The [Pittsburgh] Tribune-Review reported on September 24, 2006:

The pope was right, and 90 percent of sensible people know he was right.

In our time the cause of religion cannot be perverted into calls for murderous violence against others. We're cursed with too many awful technologies of destruction. Civilization dare not endure their being flung about in behalf of God. Nor can the global marketplace.

It took a religious authority of great prestige to make this case and -- and, frankly, to endure the terroristic aftershocks. Who knows if it's safe for Pope Benedict to travel anymore?

He used an obscure medieval debate on violence among people of faith to make his point, but the point is rock-solid. No adherent to religion -- any religion -- can murder over differences in religion and call it anything but a particularly awful sin.

This, like many truths too long restrained, especially when "multiculturalism" makes it such a no-no to cast aspersions, is difficult to voice in public, though nearly everyone might privately agree. Such truths pile up until it may be too late.

We try to ignore them. Look, for example, at how respected labor unions, when long entrenched, can sink major industries. The work rules, health and pension burdens tend to harden toward the impossible. Airlines get healthy only after union givebacks forced by bankruptcy. General Motors and Ford might have to talk a deathbed merger. Their labor costs approach $80 an hour. That's starving their potential to come out quickly with new models while Toyota and other non-union "transplants" eat up the U.S. market.

The anti-growth syndrome in a pleasant city like Pittsburgh involves another blinding truth: the economic deconstruction done by one-party politics in cahoots with public employee unions. More damage lies ahead. The poor will grow poorer at legalized gambling and from transit fare hikes. The continuing failure of inner-city schools, though incredibly costly to taxpayers, relates in part to "single mom" households -- wrongly idealized by the politically correct -- that produce kids lacking in discipline and learning readiness. Yet taxpayers subsidize the absence of a father.

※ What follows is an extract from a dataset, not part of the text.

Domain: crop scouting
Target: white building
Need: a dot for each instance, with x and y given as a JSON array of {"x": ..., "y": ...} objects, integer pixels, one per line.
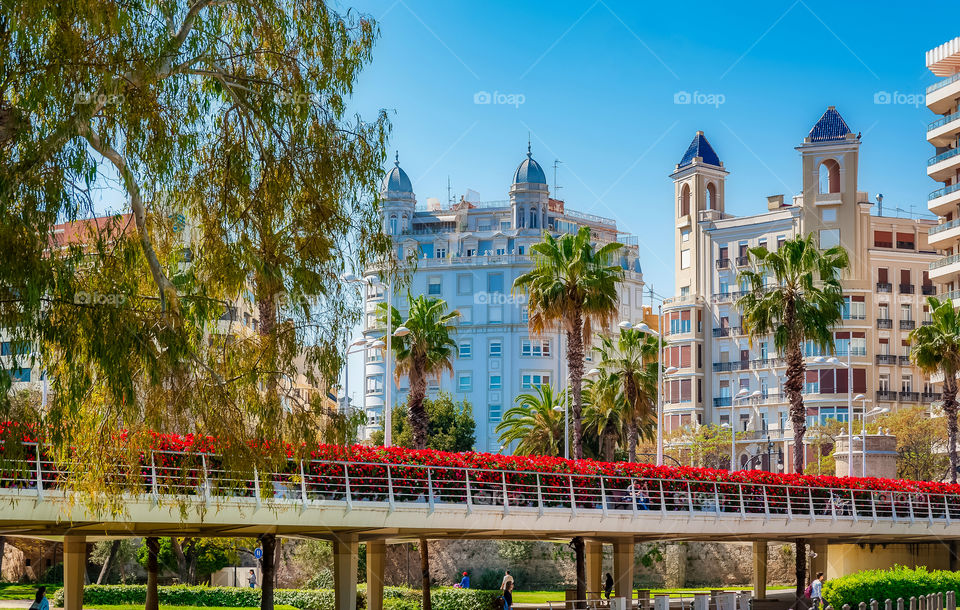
[{"x": 469, "y": 254}]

The pope's challenge to Islam is in a class with these blinding truths.

He's calling on Muslim leaders to renounce holy war. If Islam truly is a religion of peace, then peace has got to be preached. And practiced. The faith propagated by Mohammed can't have it both ways. It can't condone -- by failing to condemn -- suicide bombings and other mayhem by Muslims, while pointing to blissfully peaceful passages in the holy texts. If the bombers and hostage-takers are wrong about what their faith is teaching them what to do, let's hear you correct them, Muslim leaders!

The pope was the first to out on this. He shouldn't be the last. We're listening, leaders of Protestant Christianity, Judaism, Buddhism, Hinduism, et al.